Действительно, работы были хороши, и Августин абсолютно искренне заявил об этом, чем несколько смутил Елену, которая, судя по всему, отнюдь не была скромницей.
— Хорошо не только ее творчество, но и она сама, — сказал Маврикий. — Это настоящая бестия. Если б она захотела, у ее ног валялся бы сам папа Римский, но она не хочет. Ей и не нужно ничего, кроме неба над головой, пения птиц, шелеста травы.
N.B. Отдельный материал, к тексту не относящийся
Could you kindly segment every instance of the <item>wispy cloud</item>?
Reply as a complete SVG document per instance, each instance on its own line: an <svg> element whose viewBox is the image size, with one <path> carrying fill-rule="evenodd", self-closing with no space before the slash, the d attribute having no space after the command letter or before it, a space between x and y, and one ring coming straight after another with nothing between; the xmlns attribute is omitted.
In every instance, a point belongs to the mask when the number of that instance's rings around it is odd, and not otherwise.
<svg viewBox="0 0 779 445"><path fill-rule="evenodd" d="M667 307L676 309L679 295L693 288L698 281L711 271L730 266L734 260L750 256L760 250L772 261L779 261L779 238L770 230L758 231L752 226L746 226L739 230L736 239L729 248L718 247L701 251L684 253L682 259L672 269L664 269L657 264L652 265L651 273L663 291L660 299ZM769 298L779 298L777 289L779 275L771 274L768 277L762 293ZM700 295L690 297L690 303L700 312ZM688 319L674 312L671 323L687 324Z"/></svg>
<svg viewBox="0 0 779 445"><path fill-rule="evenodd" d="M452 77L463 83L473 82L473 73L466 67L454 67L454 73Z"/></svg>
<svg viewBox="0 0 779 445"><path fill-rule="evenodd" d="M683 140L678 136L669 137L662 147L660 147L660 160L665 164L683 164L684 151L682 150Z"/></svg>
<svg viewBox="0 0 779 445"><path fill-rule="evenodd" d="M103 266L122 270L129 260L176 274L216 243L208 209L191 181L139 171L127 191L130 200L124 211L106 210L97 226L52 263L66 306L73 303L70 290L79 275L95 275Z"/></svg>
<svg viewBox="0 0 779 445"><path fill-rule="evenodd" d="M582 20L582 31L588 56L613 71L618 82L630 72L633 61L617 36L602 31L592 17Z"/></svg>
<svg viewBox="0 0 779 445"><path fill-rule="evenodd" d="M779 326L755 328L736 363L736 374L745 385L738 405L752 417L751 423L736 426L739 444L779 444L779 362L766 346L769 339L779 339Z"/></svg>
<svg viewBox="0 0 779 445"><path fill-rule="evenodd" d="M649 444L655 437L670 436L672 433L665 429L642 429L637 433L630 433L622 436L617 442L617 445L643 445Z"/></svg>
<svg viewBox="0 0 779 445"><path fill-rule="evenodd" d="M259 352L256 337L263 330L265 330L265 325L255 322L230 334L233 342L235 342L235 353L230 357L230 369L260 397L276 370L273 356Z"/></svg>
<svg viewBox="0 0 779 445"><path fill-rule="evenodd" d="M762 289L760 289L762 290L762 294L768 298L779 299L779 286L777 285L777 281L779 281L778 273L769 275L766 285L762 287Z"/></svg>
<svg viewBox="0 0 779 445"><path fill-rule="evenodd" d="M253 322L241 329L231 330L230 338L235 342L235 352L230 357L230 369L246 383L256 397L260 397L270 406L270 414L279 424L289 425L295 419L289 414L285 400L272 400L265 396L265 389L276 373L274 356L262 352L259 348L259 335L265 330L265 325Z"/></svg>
На секунду задумавшись, Маврикий бросился к девушке и принялся срывать с нее одежду. Лена не сопротивлялась, она наоборот, словно только и ждала этого момента, и спустя мгновение предстала перед смущенным Августином и торжествующим Маврикием полностью обнаженной. Августин не знал, куда ему деваться, краска стыда покрыла его щеки, но он не мог оторвать от Елены взгляда, любуясь ее налитой грудью.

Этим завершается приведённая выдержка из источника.